Although the article is definitely in line with our thinking, there are a couple of statements that concern us. So we thought we would write a quick companion piece.
The homeowner used in the example paid $213,000 in 2006, but was told today that she shouldn’t list her home for more than $218,000. She said, “I would have lost money on the deal.”
We’ve unfortunately been seeing homeowners talk about “losing money” on their real estate a lot recently, but they often mean very different things. Some look strictly at the price they paid versus the price they expect to get in a sale. Others will add the cost of their improvements to the price they paid and then compare that to what they expect to get in a sale. And still others will deduct the transaction costs from the expected sale price before comparing to their cost.
We think that the correct cost to consider is the purchase price plus the cost of improvements. And the appropriate value for the house is the expected sale price without deducting the transaction costs.
That being said, homeowners shouldn’t expect to get all of their money out of improvements. Part of the reason is that many improvements are actually maintenance costs – keeping a home in proper working condition – and maintenance costs have very little value to potential buyers since they expect a home to be in proper working order. Even projects that are truly enhancements to a property typically don’t pay back at 100%. The main reason is that we design to our own personal tastes, which are usually different than that of others. Swimming pools are a classic example of an improvement that is owner-specific, but on a smaller scale it’s things like the choices of cabinets, counters, tile, and other long-lasting decorative elements. As homeowners we have to factor in the enjoyment we get from living in a space that feels inviting to us.

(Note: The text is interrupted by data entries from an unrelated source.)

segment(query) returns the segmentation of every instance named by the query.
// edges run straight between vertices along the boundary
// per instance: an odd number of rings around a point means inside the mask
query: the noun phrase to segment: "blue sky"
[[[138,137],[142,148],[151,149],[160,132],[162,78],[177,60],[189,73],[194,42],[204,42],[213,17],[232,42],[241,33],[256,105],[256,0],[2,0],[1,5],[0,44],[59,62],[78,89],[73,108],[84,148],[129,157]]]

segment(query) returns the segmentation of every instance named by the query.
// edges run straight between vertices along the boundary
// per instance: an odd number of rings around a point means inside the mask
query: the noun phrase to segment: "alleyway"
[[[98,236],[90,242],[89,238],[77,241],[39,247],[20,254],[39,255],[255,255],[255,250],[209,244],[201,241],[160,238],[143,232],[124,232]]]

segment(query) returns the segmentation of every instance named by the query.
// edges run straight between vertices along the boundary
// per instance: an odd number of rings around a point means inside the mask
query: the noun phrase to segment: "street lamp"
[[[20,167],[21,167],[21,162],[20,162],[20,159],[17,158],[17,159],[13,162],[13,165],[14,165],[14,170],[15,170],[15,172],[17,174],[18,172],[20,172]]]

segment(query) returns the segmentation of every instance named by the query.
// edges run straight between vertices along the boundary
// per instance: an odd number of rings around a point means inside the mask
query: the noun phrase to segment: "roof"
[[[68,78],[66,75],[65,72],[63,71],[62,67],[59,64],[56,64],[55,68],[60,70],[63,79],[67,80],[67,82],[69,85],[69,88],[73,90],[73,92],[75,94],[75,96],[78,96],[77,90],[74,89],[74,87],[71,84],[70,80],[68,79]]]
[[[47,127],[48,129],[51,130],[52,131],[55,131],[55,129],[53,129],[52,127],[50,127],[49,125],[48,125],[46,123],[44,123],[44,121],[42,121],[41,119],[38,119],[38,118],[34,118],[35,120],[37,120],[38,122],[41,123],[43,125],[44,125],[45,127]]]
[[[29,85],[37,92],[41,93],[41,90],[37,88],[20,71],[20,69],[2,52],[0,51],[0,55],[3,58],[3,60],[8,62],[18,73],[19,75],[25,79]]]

“Looking back, [homeowner] knows that she paid too much when she bought her first house in 2006.”
Prices and markets have to be evaluated in the moment. This statement could be true, but the only way to tell would be to analyze data from 2006 to see if the price she paid was in line with what other comparable homes were selling for at the time. That’s one of the main benefits of working with a real estate agent – they can analyze the data to make sure the seller’s asking price is reasonable.
We’re finding that some owners are comparing values in the current market to what they paid years ago and concluding that since the value of their home has not increased they must have overpaid. Residential real estate markets have changed considerably over the past few years, so it’s quite possible that a property that was a great buy in 2006 is now worth less than its purchase price.
If she holds the home for another 20 years, will she still feel she overpaid?